Algunos niños tienen una evolución fulminante con muerte temprana, mientras que otros presentan secuelas neurológicas a largo plazo. En ocasiones, las manifestaciones neurológicas (p. ej., coriorretinitis, discapacidad intelectual, sordera, convulsiones) aparecen años más tarde en niños que impresionaban normales en el momento del nacimiento. En consecuencia, aquellos con toxoplasmosis congénita deben ser controlados estrictamente más allá del período neonatal.

Tratamiento

  • En ocasiones, espiramicina en embarazadas

  • Pirimetamina, sulfadiazina y leucovorina

Datos limitados sugieren que el tratamiento de las mujeres infectadas durante el embarazo puede resultar beneficioso para el feto. Se ha usado espiramicina (disponible en los Estados Unidos con autorización especial de la FDA) para prevenir la transmisión maternofetal pero no provee tratamiento al feto. En etapas más tardías del embarazo, se han usado pirimetamina y sulfamidas para tratar al feto infectado.
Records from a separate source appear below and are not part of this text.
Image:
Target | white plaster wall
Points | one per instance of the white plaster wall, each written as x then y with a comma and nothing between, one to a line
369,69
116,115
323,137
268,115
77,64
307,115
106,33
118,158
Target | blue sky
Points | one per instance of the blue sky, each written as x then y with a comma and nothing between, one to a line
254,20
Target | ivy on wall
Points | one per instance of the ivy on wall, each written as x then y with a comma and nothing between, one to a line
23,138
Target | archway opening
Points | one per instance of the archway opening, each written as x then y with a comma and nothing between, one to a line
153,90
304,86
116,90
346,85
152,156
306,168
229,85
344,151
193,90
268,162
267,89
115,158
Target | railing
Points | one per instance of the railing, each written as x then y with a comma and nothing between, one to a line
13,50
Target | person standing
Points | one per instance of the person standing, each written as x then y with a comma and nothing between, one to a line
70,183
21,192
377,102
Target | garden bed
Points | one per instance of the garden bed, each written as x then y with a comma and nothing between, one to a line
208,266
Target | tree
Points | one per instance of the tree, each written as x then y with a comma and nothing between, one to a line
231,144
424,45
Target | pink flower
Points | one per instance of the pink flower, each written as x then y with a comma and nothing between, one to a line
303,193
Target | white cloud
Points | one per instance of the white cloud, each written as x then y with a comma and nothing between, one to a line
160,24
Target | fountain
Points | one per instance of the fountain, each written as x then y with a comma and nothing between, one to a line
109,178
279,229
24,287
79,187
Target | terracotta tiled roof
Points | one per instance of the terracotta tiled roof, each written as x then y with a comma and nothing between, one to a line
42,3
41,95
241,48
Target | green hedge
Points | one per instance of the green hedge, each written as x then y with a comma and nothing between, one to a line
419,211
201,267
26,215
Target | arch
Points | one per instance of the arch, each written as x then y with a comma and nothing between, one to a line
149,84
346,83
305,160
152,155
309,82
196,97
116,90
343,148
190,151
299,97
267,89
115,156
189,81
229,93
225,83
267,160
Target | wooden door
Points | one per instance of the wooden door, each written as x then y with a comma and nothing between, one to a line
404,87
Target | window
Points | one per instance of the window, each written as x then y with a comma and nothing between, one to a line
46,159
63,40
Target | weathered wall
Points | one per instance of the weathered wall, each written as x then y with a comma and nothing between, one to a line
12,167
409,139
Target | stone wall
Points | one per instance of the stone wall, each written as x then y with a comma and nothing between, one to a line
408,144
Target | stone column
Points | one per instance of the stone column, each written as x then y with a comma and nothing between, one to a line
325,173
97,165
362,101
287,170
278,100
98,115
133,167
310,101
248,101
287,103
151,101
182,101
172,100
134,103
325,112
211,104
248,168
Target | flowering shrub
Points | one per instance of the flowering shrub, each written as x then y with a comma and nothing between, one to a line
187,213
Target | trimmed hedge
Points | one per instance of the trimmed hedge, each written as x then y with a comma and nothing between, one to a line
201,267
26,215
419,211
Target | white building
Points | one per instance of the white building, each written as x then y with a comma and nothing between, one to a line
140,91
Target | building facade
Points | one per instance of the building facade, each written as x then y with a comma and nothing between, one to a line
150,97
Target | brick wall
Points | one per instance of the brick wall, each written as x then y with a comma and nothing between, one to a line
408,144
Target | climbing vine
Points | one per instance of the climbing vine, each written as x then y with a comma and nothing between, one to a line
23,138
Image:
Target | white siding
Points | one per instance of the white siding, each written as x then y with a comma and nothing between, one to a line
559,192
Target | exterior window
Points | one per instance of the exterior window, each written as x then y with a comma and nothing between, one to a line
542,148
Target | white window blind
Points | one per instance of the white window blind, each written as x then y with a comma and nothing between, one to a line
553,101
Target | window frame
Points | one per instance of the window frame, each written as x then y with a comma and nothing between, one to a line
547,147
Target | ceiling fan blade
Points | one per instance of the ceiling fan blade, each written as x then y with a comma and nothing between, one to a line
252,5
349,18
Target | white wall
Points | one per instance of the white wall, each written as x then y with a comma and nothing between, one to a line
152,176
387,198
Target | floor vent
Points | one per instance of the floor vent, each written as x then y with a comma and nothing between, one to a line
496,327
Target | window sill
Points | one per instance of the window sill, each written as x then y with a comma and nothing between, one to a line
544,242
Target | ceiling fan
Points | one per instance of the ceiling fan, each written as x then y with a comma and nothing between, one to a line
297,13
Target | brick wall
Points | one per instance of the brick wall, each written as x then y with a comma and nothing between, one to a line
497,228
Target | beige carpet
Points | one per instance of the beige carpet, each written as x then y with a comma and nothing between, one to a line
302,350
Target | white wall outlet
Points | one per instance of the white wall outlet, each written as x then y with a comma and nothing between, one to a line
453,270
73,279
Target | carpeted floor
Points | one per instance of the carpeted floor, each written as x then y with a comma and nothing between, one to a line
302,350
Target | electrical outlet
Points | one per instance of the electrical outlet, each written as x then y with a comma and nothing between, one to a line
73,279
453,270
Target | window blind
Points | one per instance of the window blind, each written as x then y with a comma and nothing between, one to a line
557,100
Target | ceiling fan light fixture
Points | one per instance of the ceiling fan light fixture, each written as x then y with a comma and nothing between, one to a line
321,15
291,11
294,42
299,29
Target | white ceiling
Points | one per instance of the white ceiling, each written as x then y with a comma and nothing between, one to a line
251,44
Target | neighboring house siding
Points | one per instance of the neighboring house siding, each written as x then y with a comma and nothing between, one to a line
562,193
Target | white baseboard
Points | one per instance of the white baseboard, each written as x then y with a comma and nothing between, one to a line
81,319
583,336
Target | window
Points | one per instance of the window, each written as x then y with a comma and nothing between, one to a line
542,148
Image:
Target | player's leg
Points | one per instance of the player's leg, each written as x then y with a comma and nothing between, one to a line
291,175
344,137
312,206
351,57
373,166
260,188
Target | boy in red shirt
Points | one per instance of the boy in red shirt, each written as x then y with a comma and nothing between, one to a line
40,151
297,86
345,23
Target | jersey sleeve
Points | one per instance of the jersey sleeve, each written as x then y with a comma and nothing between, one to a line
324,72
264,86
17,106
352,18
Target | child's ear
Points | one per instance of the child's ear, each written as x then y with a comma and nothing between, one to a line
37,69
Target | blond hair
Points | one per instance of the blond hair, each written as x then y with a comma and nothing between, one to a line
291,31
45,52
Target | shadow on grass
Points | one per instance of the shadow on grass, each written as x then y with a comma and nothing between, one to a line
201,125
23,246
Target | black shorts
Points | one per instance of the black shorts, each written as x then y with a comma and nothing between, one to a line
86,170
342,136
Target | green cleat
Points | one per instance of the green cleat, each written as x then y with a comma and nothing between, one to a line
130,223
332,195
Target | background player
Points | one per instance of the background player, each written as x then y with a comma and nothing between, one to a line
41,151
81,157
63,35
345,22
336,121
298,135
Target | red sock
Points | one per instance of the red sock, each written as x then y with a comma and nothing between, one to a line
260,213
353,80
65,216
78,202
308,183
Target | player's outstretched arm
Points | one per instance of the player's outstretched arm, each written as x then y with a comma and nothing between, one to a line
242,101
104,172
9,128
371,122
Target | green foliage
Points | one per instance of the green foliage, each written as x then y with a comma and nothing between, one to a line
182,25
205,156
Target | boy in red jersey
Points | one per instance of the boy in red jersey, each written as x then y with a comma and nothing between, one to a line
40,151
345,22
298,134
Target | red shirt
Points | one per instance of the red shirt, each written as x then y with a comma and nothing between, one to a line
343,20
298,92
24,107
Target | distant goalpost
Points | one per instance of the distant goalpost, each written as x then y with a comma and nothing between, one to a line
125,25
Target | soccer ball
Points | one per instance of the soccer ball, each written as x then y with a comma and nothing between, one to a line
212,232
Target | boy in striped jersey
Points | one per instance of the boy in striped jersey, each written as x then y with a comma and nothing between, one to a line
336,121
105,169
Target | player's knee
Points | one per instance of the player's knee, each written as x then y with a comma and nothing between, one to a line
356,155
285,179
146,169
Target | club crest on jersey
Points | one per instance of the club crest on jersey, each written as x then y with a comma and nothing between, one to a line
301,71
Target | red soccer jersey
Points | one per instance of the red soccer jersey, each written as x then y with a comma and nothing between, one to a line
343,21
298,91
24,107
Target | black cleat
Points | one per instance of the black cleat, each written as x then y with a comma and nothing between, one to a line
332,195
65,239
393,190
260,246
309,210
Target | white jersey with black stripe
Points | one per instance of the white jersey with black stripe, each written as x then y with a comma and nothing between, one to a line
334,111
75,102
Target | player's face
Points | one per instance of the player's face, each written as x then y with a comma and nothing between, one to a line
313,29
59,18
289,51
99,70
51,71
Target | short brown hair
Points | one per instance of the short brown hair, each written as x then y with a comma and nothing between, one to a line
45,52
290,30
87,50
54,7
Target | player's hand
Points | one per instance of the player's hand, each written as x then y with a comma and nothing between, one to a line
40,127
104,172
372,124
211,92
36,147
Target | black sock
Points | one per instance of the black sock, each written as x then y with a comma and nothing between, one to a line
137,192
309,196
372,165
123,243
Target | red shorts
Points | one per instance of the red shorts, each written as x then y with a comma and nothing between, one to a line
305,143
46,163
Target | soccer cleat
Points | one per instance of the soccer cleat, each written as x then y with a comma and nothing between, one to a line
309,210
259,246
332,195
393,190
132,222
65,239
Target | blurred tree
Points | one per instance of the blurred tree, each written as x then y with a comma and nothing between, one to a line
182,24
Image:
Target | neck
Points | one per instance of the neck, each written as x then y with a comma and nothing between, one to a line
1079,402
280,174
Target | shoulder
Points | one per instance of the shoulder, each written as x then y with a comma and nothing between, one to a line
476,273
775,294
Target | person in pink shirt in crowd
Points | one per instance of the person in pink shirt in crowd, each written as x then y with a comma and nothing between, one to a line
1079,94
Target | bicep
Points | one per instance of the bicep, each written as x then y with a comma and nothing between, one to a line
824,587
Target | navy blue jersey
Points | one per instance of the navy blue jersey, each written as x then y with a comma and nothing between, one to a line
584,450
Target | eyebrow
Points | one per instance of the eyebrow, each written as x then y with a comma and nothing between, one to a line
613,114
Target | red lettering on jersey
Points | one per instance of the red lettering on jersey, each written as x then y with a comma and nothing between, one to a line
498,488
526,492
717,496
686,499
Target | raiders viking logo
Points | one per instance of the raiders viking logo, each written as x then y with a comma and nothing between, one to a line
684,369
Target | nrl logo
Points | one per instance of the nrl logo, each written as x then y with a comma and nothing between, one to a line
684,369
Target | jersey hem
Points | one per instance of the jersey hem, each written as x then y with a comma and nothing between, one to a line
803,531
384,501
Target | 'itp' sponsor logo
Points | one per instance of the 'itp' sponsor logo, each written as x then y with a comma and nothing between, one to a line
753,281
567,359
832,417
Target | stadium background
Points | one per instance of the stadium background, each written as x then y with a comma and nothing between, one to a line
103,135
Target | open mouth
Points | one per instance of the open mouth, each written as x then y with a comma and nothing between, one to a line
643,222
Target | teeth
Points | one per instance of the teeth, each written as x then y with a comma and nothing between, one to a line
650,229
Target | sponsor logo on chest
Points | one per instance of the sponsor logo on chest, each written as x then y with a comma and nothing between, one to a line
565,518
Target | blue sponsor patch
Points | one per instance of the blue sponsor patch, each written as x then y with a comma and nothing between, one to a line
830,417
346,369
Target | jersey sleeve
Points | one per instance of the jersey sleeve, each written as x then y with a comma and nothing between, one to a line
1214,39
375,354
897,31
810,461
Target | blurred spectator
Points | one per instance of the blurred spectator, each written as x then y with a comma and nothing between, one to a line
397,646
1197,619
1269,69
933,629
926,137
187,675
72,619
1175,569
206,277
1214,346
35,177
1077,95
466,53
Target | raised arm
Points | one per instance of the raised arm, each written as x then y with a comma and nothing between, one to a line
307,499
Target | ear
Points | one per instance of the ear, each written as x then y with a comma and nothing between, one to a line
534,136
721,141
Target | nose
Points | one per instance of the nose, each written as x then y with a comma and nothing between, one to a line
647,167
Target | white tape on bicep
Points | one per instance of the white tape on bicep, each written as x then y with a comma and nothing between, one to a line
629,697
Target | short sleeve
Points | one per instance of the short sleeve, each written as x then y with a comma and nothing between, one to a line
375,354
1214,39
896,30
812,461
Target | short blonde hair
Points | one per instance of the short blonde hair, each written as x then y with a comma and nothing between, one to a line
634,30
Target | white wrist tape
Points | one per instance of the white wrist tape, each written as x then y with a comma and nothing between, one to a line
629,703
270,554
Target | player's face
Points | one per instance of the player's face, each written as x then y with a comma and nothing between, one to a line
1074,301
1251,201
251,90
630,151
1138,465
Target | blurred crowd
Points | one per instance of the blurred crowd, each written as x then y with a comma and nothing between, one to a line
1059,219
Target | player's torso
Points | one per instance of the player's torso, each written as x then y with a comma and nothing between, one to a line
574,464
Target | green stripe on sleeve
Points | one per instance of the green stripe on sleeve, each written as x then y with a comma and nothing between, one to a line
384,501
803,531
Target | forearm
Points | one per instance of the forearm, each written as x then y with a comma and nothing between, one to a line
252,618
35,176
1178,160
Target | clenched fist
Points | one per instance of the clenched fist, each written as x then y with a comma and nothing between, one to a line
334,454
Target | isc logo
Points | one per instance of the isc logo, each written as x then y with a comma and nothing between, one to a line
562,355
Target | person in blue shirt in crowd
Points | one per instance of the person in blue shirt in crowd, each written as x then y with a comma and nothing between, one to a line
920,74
El tratamiento de los recién nacidos sintomáticos y asintomáticos puede mejorar el pronóstico. Por lo tanto, el tratamiento comienza con pirimetamina (dosis de ataque inicial de 2 mg/kg VO 1 vez al día durante 2 días, seguida de 1 mg/kg VO 1 vez al día, máximo 25 mg) y leucovorina (10 mg VO 3 veces/semana). La sulfadiazina (50 mg/kg VO 2 veces al día, máximo 4 g) se inicia después de que la ictericia neonatal ha resuelto. Después de los primeros 6 meses de tratamiento, se continúa con sulfadiazina y leucovorina en la misma dosis, pero se administra pirimetamina con menos frecuencia (sólo lunes, miércoles y viernes). Este esquema prosigue durante por lo menos 6 meses más. Todos los tratamientos deben ser supervisados por un experto. La administración de corticoides es controvertida y debe determinarse en forma individualizada pero puede considerarse para la coriorretinitis activa o si las proteínas del LCR son > 1 g/dL.

Prevención

Las embarazadas deben ser asesoradas para evitar el contacto con los sanitarios de los gatos y otras zonas contaminadas por heces de gato. Debe cocinarse completamente la carne antes de consumirla, y hay que lavarse las manos después de manipular carne o productos alimenticios no lavados. Las mujeres con riesgo de infección primaria (p. ej., aquellas expuestas con frecuencia a heces de gato) deben ser evaluadas durante el embarazo. Debe asesorarse a las embarazadas infectadas durante el primero o el segundo trimestre sobre los tratamientos existentes.

Conceptos clave

  • La toxoplasmosis congénita es generalmente debida a una infección materna primaria adquirida durante el embarazo; la infección previa es de bajo riesgo.

  • Pueden estar afectados muchos órganos, incluidos corazón, hígado, pulmones y SNC; la tríada clásica de hallazgos consiste en coriorretinitis, hidrocefalia y calcificaciones intracraneales.

  • Algunos niños tienen una evolución fulminante con muerte temprana, mientras que otros presentan secuelas neurológicas a largo plazo (que pueden no desarrollarse durante varios años).

  • Realizar el análisis de PCR de líquido amniótico (para la infección fetal) o de líquidos orgánicos (incluido LCR) y tejidos para la infección neonatal; también pueden utilizarse las pruebas serológicas.

  • Realizar una RM o TC del cerebro.

  • Puede ser útil la pirimetamina, la sulfadiazina y la leucovorina.

  • Las embarazadas deben evitar el contacto con los sanitarios de los gatos y otras zonas contaminadas por heces de gato.